Hyderabad, April 21 (IANS) B. Sai Praneeth, the latest among Indian shuttlers to make their mark in the international arena by winning his maiden Super Series title, believes that this could be a turning point for his career.
He won the Singapore Open on Sunday by defeating Kadambi Srikanth, his training partner at the Gopichand Badminton Academy here, giving a big boost to his confidence and career.
The World No. 30 defeated Srikanth, ranked a place higher, 17-21, 21-17, 21-12, to win his maiden Super Series title.
“It can be turning point for my career. From now on, I will have the confidence. I know where I am and at which level I am playing,” Praneeth told IANS in an interview on his return home.
It was the first time in the history of badminton that two Indians played the final of a Super Series championship.
“It was very, very long wait. There were injuries in between and my performance went down. I was waiting for one good performance and I got it now,” said Praneeth, who was dismissed by some as a one-match wonder.

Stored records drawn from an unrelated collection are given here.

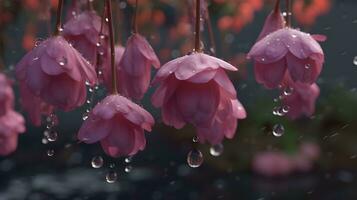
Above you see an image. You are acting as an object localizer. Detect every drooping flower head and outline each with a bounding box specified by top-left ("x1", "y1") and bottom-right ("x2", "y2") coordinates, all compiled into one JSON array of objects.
[
  {"x1": 152, "y1": 52, "x2": 246, "y2": 144},
  {"x1": 78, "y1": 95, "x2": 154, "y2": 157},
  {"x1": 0, "y1": 73, "x2": 14, "y2": 116},
  {"x1": 118, "y1": 33, "x2": 160, "y2": 100},
  {"x1": 248, "y1": 0, "x2": 326, "y2": 89},
  {"x1": 0, "y1": 110, "x2": 25, "y2": 156},
  {"x1": 16, "y1": 36, "x2": 97, "y2": 111},
  {"x1": 63, "y1": 10, "x2": 108, "y2": 65}
]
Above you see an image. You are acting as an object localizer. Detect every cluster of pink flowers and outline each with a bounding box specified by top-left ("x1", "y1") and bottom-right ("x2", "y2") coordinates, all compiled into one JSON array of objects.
[
  {"x1": 0, "y1": 0, "x2": 324, "y2": 159},
  {"x1": 248, "y1": 1, "x2": 326, "y2": 119}
]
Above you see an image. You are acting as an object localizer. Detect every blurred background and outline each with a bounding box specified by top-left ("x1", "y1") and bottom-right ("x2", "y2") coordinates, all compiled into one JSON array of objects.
[{"x1": 0, "y1": 0, "x2": 357, "y2": 200}]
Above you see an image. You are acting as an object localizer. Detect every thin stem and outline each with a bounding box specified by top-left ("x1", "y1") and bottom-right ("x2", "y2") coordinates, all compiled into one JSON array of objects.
[
  {"x1": 54, "y1": 0, "x2": 63, "y2": 35},
  {"x1": 106, "y1": 0, "x2": 118, "y2": 94},
  {"x1": 286, "y1": 0, "x2": 292, "y2": 27},
  {"x1": 131, "y1": 0, "x2": 139, "y2": 34},
  {"x1": 194, "y1": 0, "x2": 202, "y2": 52},
  {"x1": 206, "y1": 9, "x2": 216, "y2": 55},
  {"x1": 274, "y1": 0, "x2": 280, "y2": 13}
]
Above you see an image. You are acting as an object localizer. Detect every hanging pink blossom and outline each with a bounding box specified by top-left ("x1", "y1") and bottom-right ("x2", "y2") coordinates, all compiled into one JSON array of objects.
[
  {"x1": 248, "y1": 28, "x2": 324, "y2": 89},
  {"x1": 16, "y1": 36, "x2": 97, "y2": 111},
  {"x1": 0, "y1": 73, "x2": 14, "y2": 116},
  {"x1": 19, "y1": 82, "x2": 54, "y2": 126},
  {"x1": 78, "y1": 95, "x2": 155, "y2": 157},
  {"x1": 152, "y1": 52, "x2": 246, "y2": 144},
  {"x1": 118, "y1": 33, "x2": 160, "y2": 100},
  {"x1": 0, "y1": 110, "x2": 25, "y2": 156},
  {"x1": 63, "y1": 11, "x2": 108, "y2": 64},
  {"x1": 282, "y1": 76, "x2": 320, "y2": 119}
]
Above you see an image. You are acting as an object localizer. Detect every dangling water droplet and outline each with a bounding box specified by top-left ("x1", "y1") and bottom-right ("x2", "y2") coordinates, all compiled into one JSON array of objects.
[
  {"x1": 58, "y1": 57, "x2": 68, "y2": 66},
  {"x1": 284, "y1": 87, "x2": 294, "y2": 96},
  {"x1": 124, "y1": 165, "x2": 133, "y2": 173},
  {"x1": 209, "y1": 144, "x2": 224, "y2": 156},
  {"x1": 124, "y1": 156, "x2": 133, "y2": 163},
  {"x1": 105, "y1": 171, "x2": 118, "y2": 183},
  {"x1": 273, "y1": 124, "x2": 285, "y2": 137},
  {"x1": 187, "y1": 149, "x2": 203, "y2": 168},
  {"x1": 353, "y1": 56, "x2": 357, "y2": 66},
  {"x1": 82, "y1": 112, "x2": 89, "y2": 121},
  {"x1": 91, "y1": 156, "x2": 104, "y2": 169},
  {"x1": 45, "y1": 130, "x2": 58, "y2": 142},
  {"x1": 282, "y1": 105, "x2": 290, "y2": 113},
  {"x1": 47, "y1": 149, "x2": 55, "y2": 157}
]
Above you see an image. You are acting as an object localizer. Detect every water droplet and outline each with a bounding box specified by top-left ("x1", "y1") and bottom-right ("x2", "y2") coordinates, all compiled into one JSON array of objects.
[
  {"x1": 124, "y1": 156, "x2": 133, "y2": 163},
  {"x1": 124, "y1": 165, "x2": 133, "y2": 173},
  {"x1": 44, "y1": 130, "x2": 58, "y2": 142},
  {"x1": 273, "y1": 124, "x2": 285, "y2": 137},
  {"x1": 47, "y1": 149, "x2": 55, "y2": 157},
  {"x1": 192, "y1": 136, "x2": 198, "y2": 143},
  {"x1": 209, "y1": 144, "x2": 224, "y2": 156},
  {"x1": 91, "y1": 156, "x2": 104, "y2": 169},
  {"x1": 105, "y1": 171, "x2": 118, "y2": 183},
  {"x1": 284, "y1": 87, "x2": 294, "y2": 96},
  {"x1": 58, "y1": 57, "x2": 68, "y2": 66},
  {"x1": 187, "y1": 149, "x2": 203, "y2": 168},
  {"x1": 82, "y1": 112, "x2": 89, "y2": 121},
  {"x1": 353, "y1": 56, "x2": 357, "y2": 66}
]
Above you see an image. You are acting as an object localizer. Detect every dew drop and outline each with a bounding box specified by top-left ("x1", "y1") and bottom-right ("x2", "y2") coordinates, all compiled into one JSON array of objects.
[
  {"x1": 45, "y1": 130, "x2": 58, "y2": 142},
  {"x1": 353, "y1": 56, "x2": 357, "y2": 66},
  {"x1": 124, "y1": 165, "x2": 133, "y2": 173},
  {"x1": 124, "y1": 156, "x2": 133, "y2": 163},
  {"x1": 284, "y1": 87, "x2": 294, "y2": 96},
  {"x1": 273, "y1": 124, "x2": 285, "y2": 137},
  {"x1": 105, "y1": 171, "x2": 118, "y2": 183},
  {"x1": 47, "y1": 149, "x2": 55, "y2": 157},
  {"x1": 209, "y1": 144, "x2": 224, "y2": 157},
  {"x1": 192, "y1": 136, "x2": 198, "y2": 143},
  {"x1": 91, "y1": 156, "x2": 104, "y2": 169},
  {"x1": 187, "y1": 149, "x2": 203, "y2": 168}
]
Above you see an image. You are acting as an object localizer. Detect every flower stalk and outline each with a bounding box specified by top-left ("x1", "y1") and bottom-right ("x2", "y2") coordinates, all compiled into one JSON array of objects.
[{"x1": 106, "y1": 0, "x2": 118, "y2": 94}]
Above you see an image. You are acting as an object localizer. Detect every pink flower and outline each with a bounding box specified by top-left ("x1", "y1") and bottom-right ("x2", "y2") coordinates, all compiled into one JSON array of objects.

Despite defeating big guns like Lee Chong Wei and Taufik Hidayat in his career, the 24-year-old was unlucky not have big titles to his name.
“I was hoping that someday I would win a big tournament. I got one now and I want to continue winning big tournaments like this,” said Praneeth, who took up the racquet at the age of eight.
He now looks for consistency and wants to focus on fitness ahead of the Indonesian and Australian Opens. He hopes to qualify for the World Championship thanks to his improved in ranking.
Facing Srikanth, winner of 2014 China Open and 2015 India Open, in the Singapore Open final was not easy for Praneeth.
“It was tough playing with a player with whom you practice every day,” said Praneeth, who had been practicing with Srikanth for the past eight years.
“When you play somebody with whom you practice regularly, you know his weak points and he knows your weak points. Winning points is not easy and your strategy doesn’t work because the opponent knows how you respond,” explained the Hyderabadi.
Down by a game and trailing 2-7 in the second, Praneeth made a strong comeback. “By taking a lead, I gained confidence and I maintained it till the end,” he recalled.
Praneeth believes that with more Indian shuttlers showing their mettle, there may be more all-Indian finals at international competitions. He feels that such contests will have no impact on the personal equation he shares with his practice partner.
“A match is a match. You can’t relate the match with your personal relationship. We have to win no matter who is the opponent,” said Praneeth, who scored his fifth victory over Srikanth in six meetings.
Praneeth has come a long way since defeating former World and Olympic champion Toufik Hidayat in the first round of the 2013 Indonesian Open and reigning World No. 1 Lee Chong Wei in the first round of the 2016 All England championship.
He had come close to defeating World and Olympic champion Lin Dan in the Malaysian Open earlier this month.